Most Zambian doctors have some basic
surgical knowledge and experience, including Caesareans, hernia repairs, simple
grafts, appendectomies and laparotomies.
With the kiwi surgeon for the hospital out of action, the operating
doctor was the senior Zambian doctor covering the hospital. There is currently
no specialist anaesthetist, only a local whom the hospital has trained in-house
to do some basic procedures.
It is in this context this very sick little
boy went for a major paediatric operation. As soon as the incision was made and
the abdominal cavity opened, loops of small bowel filled with gas tumbled out
under the pressure of the obstruction. It didn’t turn out to be worms, but
rather, the results of typhoid – something I have been vaccinated against
without a second’s thought.
The little boy was under for more than
three hours and likely had a few apneic episodes while they were trying to
intubate as well as during the surgery itself.

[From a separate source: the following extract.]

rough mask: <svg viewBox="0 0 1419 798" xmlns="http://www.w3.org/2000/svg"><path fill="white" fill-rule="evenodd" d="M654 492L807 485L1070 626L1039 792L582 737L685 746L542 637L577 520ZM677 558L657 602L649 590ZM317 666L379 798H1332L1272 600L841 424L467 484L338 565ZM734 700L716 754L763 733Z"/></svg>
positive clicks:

One hour post-op he spiked a fever to
40degrees Celcius. Everyone watched, metaphorically holding our breath, and
waited.
My flatmate, the medical student, takes
shifts as being the senior nurse on-call (there is a senior nurse on-call and a
doctor on-call after hours). At ten that evening she was called to certify the
little boy. As she had never walked over to the hospital in the dark alone we
decided to go together; as she had never certified a dead body before (senior
nurses can do this in Zambia), we decided I would this time around.
I’ve written about this before, on my FirstYear blog about intern year, but the part about certification that really gets
to me, the part that is so unsettling, is staring into their huge, dilated
pupils that seem to have a streaky haze of white, like you’re staring out at
the universe that just goes on… and on.
Back home after a death in hospital one
must examine the events leading up to it, to try to figure out why it occurred
and whether or not it could have been prevented.
Simply said, this death would not have
occurred had this precious little boy had been born in many other parts of the
world. Is there someone or something to blame? It would be misguided and
ignorant to think it’s that simple. Was it the surgery? The post-op care? Could
this have been picked up earlier, before the boy became so acutely unwell and
there was no other option but to
operate? Could the typhoid have been prevented? Why wasn’t he, and all those
other children, vaccinated? Something so accessible to those in other parts of
the world.
There are no simple answers…
So that was my first day of work. My
flatmate was again called around midnight. As she is a very sound sleeper, I
ended up answering the phone in our flat.
“I am calling from Mens’ Ward. Is this
nurse on-call?”
“No, but I am a doctor and I live with her.
What’s the problem?”
“There is a man here who has amputated
middle finger. Human. Human bite.”
[Pause]
“Okay, we’re on our way.”
All that, in one day. Fifty-six to go.